We plan a quiet early evening walk, Chichester’s streets are pretty and deserted as a film set. But I am nervous. We have been stopped by the police and asked where we were going. I am told that I should ‘carry a letter from our GP’ to explain why we are out so often. I put Simon’s latest review on my phone, but the police car today swoops past with a cheerful wave.

At the end of a largely housebound day, there are quiet moments in the garden catching up with my virtual world of friends, family and fellow carers on my phone..  Simon crosses another day off his calendar and asks if the garden centres will open next week. It’s time for spring planting and he has worked hard getting his vegetable beds ready. I long for ‘grown-up conversations’ about how we can all survive this covid-19 crisis.  Surely this is the ‘golden time’ to promote a real spirit of coproduction and shared responsibility across all the generations rather than creating an intergenerational divide?  As Simon’s key worker by default, I feel frightened by the negative assumptions about older people and the threat of yet more lockdown!

It's ironic, isn't it, that we have VE Day celebrations  this year, the end of a world war and start of a new world order.
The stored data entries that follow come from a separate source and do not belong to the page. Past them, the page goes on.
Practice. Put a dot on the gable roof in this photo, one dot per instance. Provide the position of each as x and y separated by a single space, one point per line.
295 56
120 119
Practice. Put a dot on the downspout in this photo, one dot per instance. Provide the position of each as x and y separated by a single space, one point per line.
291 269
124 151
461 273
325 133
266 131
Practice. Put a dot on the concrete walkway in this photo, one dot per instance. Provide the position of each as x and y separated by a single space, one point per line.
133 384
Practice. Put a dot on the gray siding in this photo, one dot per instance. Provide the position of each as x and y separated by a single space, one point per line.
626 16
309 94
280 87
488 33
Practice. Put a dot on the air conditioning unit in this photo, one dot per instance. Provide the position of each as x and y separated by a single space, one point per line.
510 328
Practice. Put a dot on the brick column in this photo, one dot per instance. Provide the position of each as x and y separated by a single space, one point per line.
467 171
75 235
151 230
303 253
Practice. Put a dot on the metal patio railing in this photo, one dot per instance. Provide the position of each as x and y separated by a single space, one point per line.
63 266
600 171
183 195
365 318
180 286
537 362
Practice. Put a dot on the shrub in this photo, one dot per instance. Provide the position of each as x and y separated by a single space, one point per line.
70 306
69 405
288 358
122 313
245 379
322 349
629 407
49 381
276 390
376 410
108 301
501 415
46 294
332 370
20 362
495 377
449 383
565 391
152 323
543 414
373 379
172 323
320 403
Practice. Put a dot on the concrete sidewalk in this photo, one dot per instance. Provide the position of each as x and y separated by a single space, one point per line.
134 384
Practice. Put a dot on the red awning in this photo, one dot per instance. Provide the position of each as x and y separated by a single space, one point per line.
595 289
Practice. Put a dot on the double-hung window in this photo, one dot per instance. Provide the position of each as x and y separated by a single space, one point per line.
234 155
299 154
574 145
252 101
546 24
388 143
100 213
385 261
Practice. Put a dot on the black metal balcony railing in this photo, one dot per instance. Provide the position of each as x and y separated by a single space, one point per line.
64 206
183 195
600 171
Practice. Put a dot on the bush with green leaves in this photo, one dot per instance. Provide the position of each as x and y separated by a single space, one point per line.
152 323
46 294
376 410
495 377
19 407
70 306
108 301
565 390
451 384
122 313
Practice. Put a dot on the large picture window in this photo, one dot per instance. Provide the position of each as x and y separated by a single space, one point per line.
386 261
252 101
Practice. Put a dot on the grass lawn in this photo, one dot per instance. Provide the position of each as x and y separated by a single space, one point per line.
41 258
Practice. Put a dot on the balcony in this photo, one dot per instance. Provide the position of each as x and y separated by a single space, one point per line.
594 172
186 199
I am old enough to remember being bombed, the relief even aged four that the war was over. What came after was of course hard, but it gave us the welfare state and the NHS which we currently celebrate every Thursday.

I hope that we can see the post-covid-19 era as a 'golden opportunity' to do things differently and reimagine social care and support.  We are all architects of that very different future.

Comments

Posted on by Don Brereton

Dear Phillipa
So eloquently put as always! Would you like a catch up with Sam and I on WhatsApp?